Sementara itu, Johan mengatakan, penyelenggaraan haji yang dilakukan Pemerintah Indonesia administrasinya stabil selepas tahun 1950. Saat itu, Indonesia juga sudah mendidik petugas haji.
“Mereka memandu jalannya perhajian,” ujarnya.
Namun, pemberangkatan jemaah haji bukannya tanpa masalah. Pada 1951, menurut Rina, setidaknya 8.000 calon jemaah gagal pergi karena dua alasan.
"Orang batal pergi haji akibat wabah penyakit pes di dekat Arab Saudi dan kurangnya akomodasi," tulis Rina.
Menurut Greg Barton dalam Biografi Gus Dur: The Authorized Biography of Abdurrahman Wahid (2012), KH. Abdul Wahid Hasyim yang menjabat Menteri Agama menjadi orang yang bertanggung jawab dalam mengorganisir pemberangkatan jemaah haji pada 1951.
Sayangnya, tulis Greg, terdapat banyak kesalahan dalam pengaturan perjalanan jemaah.
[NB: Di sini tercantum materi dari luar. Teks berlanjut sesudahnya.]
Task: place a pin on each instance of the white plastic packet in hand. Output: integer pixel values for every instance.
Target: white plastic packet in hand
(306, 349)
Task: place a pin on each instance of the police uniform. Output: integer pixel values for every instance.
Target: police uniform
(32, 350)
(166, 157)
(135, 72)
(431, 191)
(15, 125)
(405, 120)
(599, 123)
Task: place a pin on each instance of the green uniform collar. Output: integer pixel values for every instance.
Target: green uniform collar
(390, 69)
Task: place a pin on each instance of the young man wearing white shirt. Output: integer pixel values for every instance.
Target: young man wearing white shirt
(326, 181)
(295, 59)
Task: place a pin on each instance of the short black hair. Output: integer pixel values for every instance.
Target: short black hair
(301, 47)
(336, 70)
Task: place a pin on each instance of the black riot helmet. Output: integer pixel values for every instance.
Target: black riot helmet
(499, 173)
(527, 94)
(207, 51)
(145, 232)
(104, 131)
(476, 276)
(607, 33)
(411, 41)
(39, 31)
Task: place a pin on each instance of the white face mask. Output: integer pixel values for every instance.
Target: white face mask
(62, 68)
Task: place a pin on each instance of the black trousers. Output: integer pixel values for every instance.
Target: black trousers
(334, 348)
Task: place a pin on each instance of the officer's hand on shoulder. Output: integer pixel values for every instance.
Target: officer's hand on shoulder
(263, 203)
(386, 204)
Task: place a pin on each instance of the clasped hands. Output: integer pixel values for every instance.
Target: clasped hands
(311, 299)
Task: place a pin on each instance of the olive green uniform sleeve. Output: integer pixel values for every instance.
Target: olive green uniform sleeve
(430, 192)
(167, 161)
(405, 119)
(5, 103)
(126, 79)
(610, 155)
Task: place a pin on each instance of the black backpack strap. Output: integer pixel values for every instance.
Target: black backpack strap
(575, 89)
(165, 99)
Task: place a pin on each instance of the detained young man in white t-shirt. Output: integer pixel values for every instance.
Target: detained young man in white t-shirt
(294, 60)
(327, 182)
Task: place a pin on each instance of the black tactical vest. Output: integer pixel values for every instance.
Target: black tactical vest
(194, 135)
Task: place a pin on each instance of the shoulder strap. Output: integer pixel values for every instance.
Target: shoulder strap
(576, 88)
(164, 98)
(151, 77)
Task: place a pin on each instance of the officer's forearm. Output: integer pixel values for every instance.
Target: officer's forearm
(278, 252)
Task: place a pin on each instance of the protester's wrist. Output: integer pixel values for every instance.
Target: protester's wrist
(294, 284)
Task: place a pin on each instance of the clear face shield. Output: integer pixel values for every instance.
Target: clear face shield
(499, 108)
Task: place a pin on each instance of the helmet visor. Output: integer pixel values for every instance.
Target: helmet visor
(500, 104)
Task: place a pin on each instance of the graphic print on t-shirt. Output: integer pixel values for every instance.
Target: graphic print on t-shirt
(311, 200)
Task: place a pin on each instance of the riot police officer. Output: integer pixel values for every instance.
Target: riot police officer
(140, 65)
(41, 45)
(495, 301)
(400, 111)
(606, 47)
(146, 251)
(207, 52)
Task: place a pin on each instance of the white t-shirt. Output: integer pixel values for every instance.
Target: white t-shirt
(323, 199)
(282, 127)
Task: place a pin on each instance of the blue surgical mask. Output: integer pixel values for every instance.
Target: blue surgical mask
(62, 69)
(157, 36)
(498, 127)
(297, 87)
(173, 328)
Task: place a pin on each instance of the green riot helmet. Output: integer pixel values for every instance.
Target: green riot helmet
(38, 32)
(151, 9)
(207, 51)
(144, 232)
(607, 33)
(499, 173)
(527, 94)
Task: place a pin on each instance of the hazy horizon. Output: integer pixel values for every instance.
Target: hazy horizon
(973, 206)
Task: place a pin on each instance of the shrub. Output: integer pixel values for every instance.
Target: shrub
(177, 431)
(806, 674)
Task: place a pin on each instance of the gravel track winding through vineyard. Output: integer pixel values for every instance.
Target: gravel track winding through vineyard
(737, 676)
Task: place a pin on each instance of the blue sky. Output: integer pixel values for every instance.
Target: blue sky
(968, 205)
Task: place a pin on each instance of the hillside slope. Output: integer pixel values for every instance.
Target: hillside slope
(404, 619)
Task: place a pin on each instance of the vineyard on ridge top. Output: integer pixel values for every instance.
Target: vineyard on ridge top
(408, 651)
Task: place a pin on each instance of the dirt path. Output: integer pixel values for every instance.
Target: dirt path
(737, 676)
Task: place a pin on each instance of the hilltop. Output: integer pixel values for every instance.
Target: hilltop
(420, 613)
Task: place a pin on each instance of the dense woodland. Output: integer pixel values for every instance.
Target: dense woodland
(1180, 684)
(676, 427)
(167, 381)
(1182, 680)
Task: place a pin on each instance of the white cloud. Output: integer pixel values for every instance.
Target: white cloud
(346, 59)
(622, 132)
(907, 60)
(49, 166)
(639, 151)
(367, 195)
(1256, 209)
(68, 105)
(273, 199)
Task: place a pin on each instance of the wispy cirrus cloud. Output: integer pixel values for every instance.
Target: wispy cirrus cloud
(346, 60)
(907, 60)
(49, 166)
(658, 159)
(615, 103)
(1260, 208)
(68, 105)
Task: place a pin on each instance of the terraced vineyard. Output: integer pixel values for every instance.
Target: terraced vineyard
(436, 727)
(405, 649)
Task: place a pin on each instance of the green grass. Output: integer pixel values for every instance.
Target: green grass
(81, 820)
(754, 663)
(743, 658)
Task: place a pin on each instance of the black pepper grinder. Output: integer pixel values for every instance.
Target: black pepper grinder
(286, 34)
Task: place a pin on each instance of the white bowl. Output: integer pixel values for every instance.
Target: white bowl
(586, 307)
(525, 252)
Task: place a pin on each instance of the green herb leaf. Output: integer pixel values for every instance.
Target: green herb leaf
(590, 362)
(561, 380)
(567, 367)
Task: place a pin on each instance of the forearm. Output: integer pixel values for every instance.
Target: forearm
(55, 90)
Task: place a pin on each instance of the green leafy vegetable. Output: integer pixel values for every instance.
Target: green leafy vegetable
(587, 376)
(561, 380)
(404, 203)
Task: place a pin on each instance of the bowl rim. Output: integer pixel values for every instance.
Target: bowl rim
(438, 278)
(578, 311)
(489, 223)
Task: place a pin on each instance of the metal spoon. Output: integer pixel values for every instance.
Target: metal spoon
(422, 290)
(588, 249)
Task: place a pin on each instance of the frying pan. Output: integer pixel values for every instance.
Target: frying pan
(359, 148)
Akibatnya, ribuan calon jemaah haji batal pergi ke tanah suci.
"Situasi ini menimbulkan mosi tidak percaya DPR terhadap Wahid Hasyim. Oleh karena itu, Wahid Hasyim pun dengan senang hati melepaskan jabatan menterinya," tulis Greg.
Sementara menurut Martin van Bruinessen dalam bukunya NU, Tradisi, Relasi-relasi Kuasa, Pencarian Wacana Baru (1994) berpendapat, masalah transportasi jemaah haji membuat Wahid Hasyim dituduh tidak mengurusnya dengan baik.
Tidak hanya dari kalangan oposisi, tulis Martin, bahkan anggota dari partainya sendiri, yaitu Masyumi, meminta Wahid Hasyim agar mengundurkan diri sebagai menteri.
"Wahid Hasyim yang tidak ingin menjadi sumber konflik dalam Masyumi, menyatakan dirinya tidak ingin menjadi menteri lagi," tulis Martin.